SFというとまだまだ宇宙戦争モノだとか、所謂スペースオペラ的なものを想像しがちで。そこに衒学的要素が加わって技術設定ゴリゴリ、学術考証ガツガツ、みたいになってくると好き嫌いが別れてくるんだろうと思うんだけども、
そういうのを楽しむのってきっと本質ではなくて。
いやまぁ、本質、なんて偉ぶって云うことはなくて、
小説の本質なんてのは読む側がその物語にどう触れるかでしかないわけだから。
それはその物語から何かを得るとか、成長するとかそういう教訓的なものじゃなくてね?
かと云って「泣けたー」とかそういう安直なものでもなくて。
例えるなら、と云うか例え話しか思い付かないだけなんだけど、
新しい友達が出来て、別にその友達と一緒に行ったからとかいうわけじゃないけど、これまでひとりじゃ入れなかった喫茶店に入れるようになるみたいな、そんな感じの。
えーっと?
技術設定ゴリゴリなのも、学術考証ガツガツなのも、それは布石のひとつでしかなくて。
理路整然と並んだ碁石のその中に、ひとであるからこそ現れるズレ、を。
たとえば理詰めであることに対する憂い?
あるいは技術に対する憂い?
それは自分自身が必要なくなるのではないか、という不安なのかもしれないけれど。
ひとの可能性なんて聞こえはいいけどそれって殆ど神頼みで(ひとの可能性なのにね)、
けれど不合理の持つパワーに憧れてしまうだとか。
そういうズレ、違和感? 計算の限界、というか。それを突き詰めて愛でる、という読み方もできるよなぁ、なんて。

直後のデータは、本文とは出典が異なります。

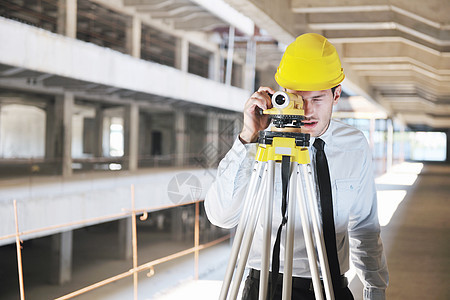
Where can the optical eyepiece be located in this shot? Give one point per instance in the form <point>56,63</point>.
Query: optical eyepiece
<point>280,100</point>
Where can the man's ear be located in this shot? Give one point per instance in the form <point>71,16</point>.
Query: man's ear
<point>337,94</point>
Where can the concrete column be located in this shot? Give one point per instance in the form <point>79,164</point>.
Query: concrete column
<point>131,134</point>
<point>125,239</point>
<point>182,54</point>
<point>67,18</point>
<point>230,55</point>
<point>180,137</point>
<point>214,66</point>
<point>68,104</point>
<point>61,258</point>
<point>133,37</point>
<point>372,133</point>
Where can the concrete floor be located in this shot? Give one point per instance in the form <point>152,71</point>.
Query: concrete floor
<point>414,212</point>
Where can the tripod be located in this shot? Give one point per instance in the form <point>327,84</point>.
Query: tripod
<point>288,148</point>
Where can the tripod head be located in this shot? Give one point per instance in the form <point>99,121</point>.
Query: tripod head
<point>287,111</point>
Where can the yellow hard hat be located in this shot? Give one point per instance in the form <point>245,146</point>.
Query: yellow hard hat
<point>310,63</point>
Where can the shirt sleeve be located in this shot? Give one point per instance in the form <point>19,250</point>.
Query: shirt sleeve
<point>364,231</point>
<point>224,199</point>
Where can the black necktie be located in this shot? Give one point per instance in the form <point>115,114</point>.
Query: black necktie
<point>326,203</point>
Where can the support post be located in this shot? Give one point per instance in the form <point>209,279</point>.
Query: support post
<point>131,135</point>
<point>133,37</point>
<point>67,18</point>
<point>230,56</point>
<point>67,107</point>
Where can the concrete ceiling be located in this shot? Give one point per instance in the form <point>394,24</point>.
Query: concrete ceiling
<point>394,52</point>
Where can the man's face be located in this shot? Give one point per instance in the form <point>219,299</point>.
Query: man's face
<point>318,106</point>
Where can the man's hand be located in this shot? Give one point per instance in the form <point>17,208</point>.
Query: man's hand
<point>254,120</point>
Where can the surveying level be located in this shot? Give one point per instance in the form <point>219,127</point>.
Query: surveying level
<point>285,144</point>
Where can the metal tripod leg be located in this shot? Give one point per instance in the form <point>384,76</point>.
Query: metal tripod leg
<point>249,204</point>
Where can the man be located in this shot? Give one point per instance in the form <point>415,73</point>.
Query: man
<point>310,68</point>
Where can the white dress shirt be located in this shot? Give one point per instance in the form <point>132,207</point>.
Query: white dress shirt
<point>354,202</point>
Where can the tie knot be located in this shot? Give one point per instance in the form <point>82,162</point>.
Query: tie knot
<point>319,144</point>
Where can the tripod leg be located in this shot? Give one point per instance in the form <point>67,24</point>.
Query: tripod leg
<point>312,257</point>
<point>248,237</point>
<point>289,247</point>
<point>248,207</point>
<point>318,231</point>
<point>268,209</point>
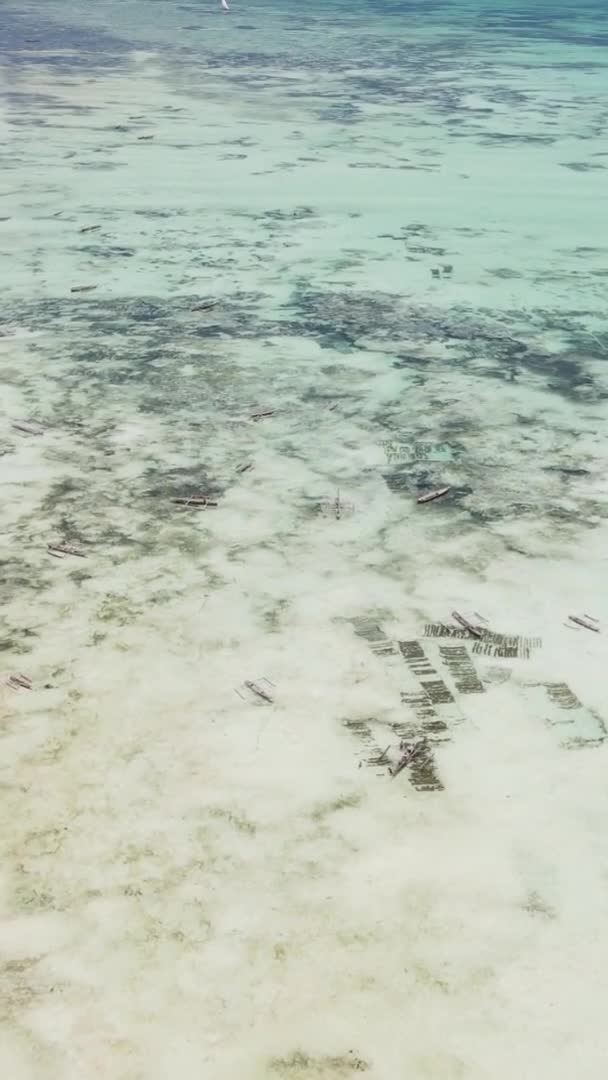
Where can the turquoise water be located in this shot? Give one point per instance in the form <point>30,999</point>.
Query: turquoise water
<point>361,251</point>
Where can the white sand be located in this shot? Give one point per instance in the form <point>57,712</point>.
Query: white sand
<point>196,883</point>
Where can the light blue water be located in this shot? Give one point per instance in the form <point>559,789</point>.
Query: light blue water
<point>397,212</point>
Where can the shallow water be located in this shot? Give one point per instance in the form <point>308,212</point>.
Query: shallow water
<point>400,212</point>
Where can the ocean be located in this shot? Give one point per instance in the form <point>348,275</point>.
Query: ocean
<point>304,778</point>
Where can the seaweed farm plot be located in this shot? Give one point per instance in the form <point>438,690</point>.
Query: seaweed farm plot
<point>573,723</point>
<point>490,644</point>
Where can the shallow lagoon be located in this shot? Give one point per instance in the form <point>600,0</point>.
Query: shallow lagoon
<point>400,211</point>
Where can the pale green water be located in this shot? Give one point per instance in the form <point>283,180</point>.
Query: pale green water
<point>400,208</point>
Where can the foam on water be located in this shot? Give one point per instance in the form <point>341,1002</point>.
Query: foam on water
<point>399,208</point>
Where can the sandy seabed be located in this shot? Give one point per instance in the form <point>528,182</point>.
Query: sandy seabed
<point>400,218</point>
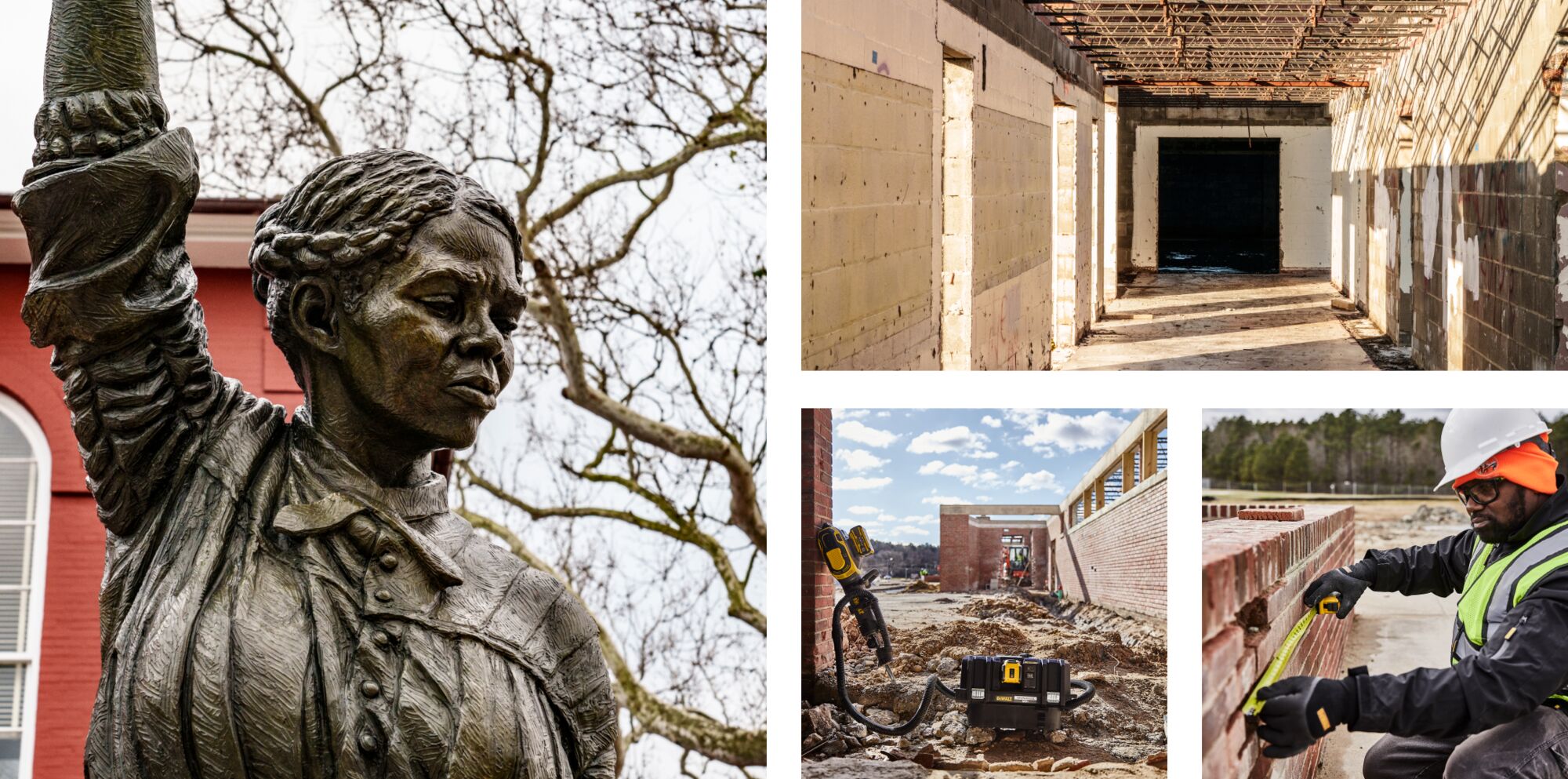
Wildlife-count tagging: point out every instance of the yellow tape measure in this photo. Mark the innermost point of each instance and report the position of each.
(1276, 669)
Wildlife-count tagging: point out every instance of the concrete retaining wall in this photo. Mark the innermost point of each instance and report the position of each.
(1254, 577)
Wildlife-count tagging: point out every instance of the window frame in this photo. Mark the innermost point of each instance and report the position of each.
(32, 652)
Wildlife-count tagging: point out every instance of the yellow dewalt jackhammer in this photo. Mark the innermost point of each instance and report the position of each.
(1022, 691)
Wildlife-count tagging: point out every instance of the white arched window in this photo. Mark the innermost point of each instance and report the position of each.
(24, 530)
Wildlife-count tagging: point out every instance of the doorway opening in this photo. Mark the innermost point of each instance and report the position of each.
(1219, 205)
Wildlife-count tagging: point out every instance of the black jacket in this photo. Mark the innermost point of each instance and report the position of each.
(1484, 690)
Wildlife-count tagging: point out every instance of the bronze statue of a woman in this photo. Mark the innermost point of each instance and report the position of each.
(292, 599)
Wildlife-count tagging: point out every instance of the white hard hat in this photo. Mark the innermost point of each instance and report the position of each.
(1473, 435)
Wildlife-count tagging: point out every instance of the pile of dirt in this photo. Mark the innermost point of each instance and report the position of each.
(1426, 514)
(1122, 655)
(1006, 606)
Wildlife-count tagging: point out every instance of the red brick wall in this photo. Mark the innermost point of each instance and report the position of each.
(1254, 575)
(971, 556)
(70, 657)
(1119, 558)
(816, 509)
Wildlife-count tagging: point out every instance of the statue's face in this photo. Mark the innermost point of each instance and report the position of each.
(429, 351)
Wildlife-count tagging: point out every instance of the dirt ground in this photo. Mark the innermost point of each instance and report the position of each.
(1120, 732)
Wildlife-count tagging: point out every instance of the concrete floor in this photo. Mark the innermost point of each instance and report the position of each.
(1393, 633)
(1221, 322)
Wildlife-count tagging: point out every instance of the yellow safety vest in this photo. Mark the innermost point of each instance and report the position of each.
(1497, 586)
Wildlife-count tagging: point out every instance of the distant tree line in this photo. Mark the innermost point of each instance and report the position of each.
(1346, 446)
(902, 559)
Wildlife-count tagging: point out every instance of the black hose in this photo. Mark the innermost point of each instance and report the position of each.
(932, 685)
(1080, 699)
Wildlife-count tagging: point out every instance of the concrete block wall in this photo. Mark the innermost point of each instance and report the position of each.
(866, 222)
(1012, 220)
(1254, 577)
(816, 509)
(1117, 556)
(874, 211)
(1481, 233)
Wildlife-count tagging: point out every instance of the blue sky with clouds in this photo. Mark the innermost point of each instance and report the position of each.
(895, 467)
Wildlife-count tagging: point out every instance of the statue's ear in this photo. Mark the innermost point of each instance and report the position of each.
(313, 315)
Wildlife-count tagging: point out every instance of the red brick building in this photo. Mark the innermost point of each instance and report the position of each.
(51, 539)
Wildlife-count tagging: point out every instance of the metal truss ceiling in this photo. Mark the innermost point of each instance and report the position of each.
(1304, 51)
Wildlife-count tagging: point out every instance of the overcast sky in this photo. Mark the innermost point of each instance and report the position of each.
(893, 468)
(23, 40)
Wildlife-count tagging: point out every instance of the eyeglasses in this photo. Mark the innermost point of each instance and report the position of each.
(1481, 490)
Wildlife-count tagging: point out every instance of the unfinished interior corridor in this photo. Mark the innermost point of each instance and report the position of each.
(1120, 184)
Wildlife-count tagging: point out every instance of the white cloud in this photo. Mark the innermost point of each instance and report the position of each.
(964, 471)
(868, 435)
(862, 482)
(949, 440)
(938, 500)
(971, 475)
(1037, 481)
(860, 459)
(1072, 434)
(918, 519)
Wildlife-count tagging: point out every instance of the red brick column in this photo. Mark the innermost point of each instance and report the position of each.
(1254, 575)
(816, 509)
(953, 550)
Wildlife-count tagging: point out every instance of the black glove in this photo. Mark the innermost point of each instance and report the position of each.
(1299, 710)
(1341, 581)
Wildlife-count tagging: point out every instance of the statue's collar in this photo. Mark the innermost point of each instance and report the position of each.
(336, 490)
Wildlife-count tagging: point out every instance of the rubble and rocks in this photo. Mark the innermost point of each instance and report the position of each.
(1117, 733)
(1426, 514)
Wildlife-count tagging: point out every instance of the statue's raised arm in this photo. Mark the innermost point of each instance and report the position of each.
(101, 81)
(112, 288)
(292, 597)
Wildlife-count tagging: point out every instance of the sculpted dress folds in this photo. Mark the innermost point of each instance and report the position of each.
(269, 608)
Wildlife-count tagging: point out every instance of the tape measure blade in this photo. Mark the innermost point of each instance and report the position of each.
(1282, 657)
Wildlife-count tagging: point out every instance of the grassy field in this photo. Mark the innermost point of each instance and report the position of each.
(1370, 508)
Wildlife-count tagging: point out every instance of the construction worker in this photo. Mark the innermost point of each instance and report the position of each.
(1498, 708)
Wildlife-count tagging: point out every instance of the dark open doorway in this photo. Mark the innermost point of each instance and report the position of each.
(1219, 205)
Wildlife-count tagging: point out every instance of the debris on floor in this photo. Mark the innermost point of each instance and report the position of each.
(1123, 655)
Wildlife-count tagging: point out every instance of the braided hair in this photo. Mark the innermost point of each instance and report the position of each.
(352, 217)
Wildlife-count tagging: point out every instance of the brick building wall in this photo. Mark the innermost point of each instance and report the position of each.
(1254, 577)
(1117, 558)
(1443, 169)
(70, 642)
(816, 509)
(971, 556)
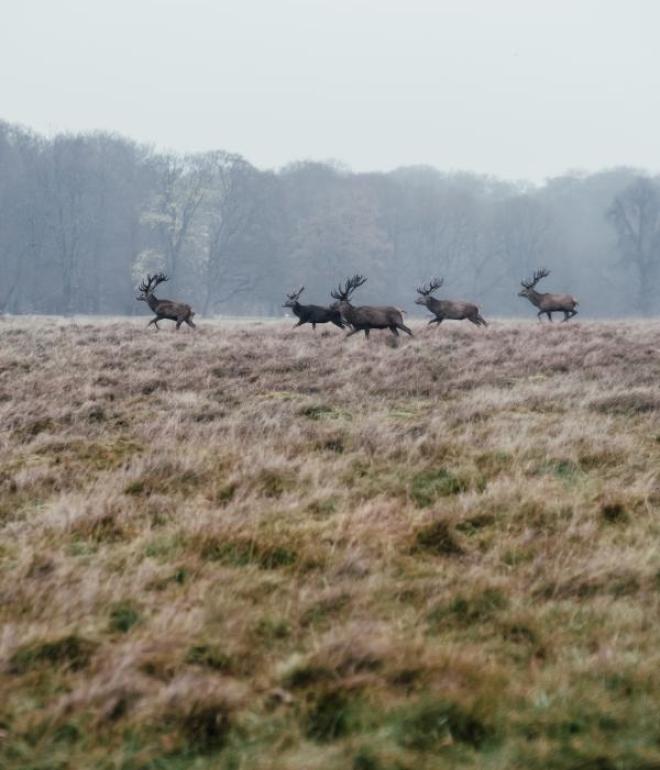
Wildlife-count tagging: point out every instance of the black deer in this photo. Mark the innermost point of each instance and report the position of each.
(445, 308)
(312, 314)
(548, 303)
(165, 309)
(366, 318)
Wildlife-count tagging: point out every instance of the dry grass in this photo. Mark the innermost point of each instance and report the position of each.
(257, 548)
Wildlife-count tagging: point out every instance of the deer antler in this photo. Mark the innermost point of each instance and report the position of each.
(343, 293)
(538, 274)
(294, 295)
(434, 284)
(146, 287)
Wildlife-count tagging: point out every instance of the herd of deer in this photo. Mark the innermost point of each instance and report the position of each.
(367, 317)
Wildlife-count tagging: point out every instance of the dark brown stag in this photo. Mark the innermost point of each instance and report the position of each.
(445, 308)
(366, 318)
(312, 314)
(548, 303)
(165, 309)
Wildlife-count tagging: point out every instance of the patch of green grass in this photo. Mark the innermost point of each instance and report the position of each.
(72, 651)
(210, 656)
(433, 724)
(241, 552)
(437, 538)
(428, 486)
(330, 715)
(467, 609)
(123, 616)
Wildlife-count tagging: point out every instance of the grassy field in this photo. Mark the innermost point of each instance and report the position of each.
(250, 547)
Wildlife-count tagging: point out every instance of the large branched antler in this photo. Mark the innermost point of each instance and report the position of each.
(147, 287)
(294, 295)
(434, 284)
(538, 274)
(343, 293)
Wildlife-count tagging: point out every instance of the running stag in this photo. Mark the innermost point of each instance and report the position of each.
(548, 303)
(366, 318)
(165, 309)
(445, 308)
(312, 314)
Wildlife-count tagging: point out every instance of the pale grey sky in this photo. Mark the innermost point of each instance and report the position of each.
(517, 88)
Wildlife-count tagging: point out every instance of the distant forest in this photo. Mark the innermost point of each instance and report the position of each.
(83, 218)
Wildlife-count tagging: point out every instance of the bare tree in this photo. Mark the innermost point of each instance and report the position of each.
(173, 211)
(635, 215)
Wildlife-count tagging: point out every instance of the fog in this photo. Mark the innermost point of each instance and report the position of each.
(248, 148)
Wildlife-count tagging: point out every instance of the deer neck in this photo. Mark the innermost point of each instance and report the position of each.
(347, 310)
(534, 297)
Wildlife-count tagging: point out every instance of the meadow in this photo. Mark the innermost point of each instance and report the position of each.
(249, 547)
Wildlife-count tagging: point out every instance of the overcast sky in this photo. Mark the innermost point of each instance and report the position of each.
(517, 88)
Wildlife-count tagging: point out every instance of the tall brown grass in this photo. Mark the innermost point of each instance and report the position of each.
(249, 547)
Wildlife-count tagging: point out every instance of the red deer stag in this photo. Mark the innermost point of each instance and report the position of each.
(548, 303)
(165, 309)
(366, 318)
(447, 309)
(312, 314)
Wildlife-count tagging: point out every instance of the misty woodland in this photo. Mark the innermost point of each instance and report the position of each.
(84, 217)
(244, 545)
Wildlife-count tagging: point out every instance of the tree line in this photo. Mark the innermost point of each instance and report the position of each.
(84, 217)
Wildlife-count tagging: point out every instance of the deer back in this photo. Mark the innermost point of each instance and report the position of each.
(452, 309)
(373, 316)
(552, 301)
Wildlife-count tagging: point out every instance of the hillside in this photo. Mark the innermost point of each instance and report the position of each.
(250, 547)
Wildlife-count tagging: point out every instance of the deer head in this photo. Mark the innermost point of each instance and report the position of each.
(292, 298)
(146, 288)
(343, 293)
(426, 290)
(528, 286)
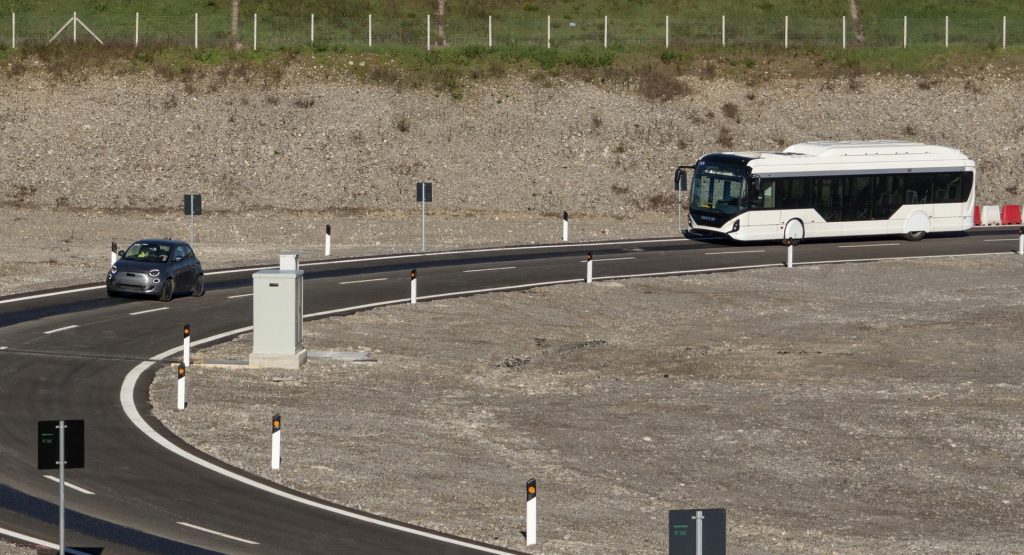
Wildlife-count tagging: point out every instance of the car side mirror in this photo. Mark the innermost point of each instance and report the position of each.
(680, 178)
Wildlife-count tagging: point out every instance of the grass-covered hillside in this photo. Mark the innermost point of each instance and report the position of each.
(175, 36)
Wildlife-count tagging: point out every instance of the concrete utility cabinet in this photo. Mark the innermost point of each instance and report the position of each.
(278, 315)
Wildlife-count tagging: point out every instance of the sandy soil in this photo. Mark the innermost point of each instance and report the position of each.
(867, 408)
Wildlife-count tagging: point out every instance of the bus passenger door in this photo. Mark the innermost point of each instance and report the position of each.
(762, 216)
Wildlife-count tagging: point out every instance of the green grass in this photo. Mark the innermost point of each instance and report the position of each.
(636, 52)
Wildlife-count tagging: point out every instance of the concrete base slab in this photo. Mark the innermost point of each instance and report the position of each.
(356, 356)
(290, 361)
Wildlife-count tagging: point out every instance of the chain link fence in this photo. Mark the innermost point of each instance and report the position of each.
(529, 30)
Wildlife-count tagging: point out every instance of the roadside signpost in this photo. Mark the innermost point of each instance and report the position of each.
(696, 531)
(424, 195)
(61, 444)
(194, 207)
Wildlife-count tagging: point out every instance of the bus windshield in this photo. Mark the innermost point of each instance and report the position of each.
(718, 187)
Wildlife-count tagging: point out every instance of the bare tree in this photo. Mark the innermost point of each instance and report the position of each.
(441, 38)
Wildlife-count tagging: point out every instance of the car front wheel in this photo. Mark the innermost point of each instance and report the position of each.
(167, 292)
(199, 289)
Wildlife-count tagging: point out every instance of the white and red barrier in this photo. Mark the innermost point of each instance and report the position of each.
(1009, 214)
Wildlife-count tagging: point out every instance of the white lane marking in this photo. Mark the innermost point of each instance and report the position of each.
(38, 542)
(150, 310)
(70, 484)
(609, 259)
(220, 534)
(128, 387)
(737, 252)
(487, 269)
(72, 327)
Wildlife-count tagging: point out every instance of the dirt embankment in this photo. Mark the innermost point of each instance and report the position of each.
(109, 158)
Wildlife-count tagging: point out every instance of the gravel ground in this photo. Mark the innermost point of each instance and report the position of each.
(869, 408)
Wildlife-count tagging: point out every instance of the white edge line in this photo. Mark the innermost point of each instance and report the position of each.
(150, 310)
(487, 269)
(38, 542)
(128, 387)
(72, 327)
(220, 534)
(128, 403)
(736, 252)
(70, 484)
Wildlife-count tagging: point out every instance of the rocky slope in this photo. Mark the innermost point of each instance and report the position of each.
(513, 145)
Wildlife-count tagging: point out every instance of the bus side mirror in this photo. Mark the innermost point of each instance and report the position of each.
(680, 178)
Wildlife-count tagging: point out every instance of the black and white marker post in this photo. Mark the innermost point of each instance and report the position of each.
(424, 195)
(680, 184)
(194, 207)
(181, 387)
(186, 347)
(531, 512)
(327, 241)
(65, 451)
(275, 442)
(412, 287)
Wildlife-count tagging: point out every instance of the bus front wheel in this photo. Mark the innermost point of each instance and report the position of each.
(794, 231)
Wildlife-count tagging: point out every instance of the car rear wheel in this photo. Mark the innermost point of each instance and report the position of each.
(167, 292)
(199, 289)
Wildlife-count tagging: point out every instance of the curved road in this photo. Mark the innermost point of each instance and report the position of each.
(67, 354)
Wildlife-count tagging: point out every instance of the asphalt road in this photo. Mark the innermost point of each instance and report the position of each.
(67, 355)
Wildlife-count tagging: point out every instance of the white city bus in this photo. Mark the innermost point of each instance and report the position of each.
(832, 188)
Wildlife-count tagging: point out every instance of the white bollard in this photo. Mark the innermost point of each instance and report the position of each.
(186, 348)
(275, 442)
(531, 512)
(412, 287)
(181, 387)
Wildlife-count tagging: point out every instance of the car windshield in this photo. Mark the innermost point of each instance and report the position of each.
(717, 187)
(155, 252)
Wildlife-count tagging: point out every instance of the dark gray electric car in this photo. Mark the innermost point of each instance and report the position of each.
(157, 267)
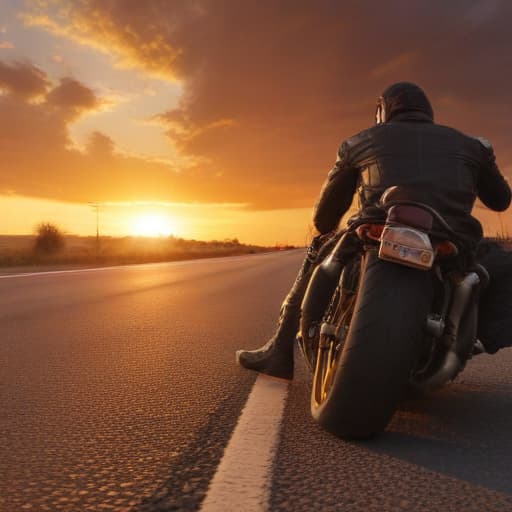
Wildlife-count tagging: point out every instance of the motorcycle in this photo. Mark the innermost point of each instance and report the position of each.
(392, 308)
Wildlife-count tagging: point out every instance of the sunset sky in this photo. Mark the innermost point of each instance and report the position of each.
(221, 118)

随分前に思い付いた、「科学で証明できないことも在るっていうことを私が証明してみせる。科学で!」って決め台詞を
なんだやっと実感として得たのかしら。
☆は全部の平均が3.4くらいなので3です。アンソロジーの難しいところ…!
そういえば七夕に読み終わるなんてロマンチックですね。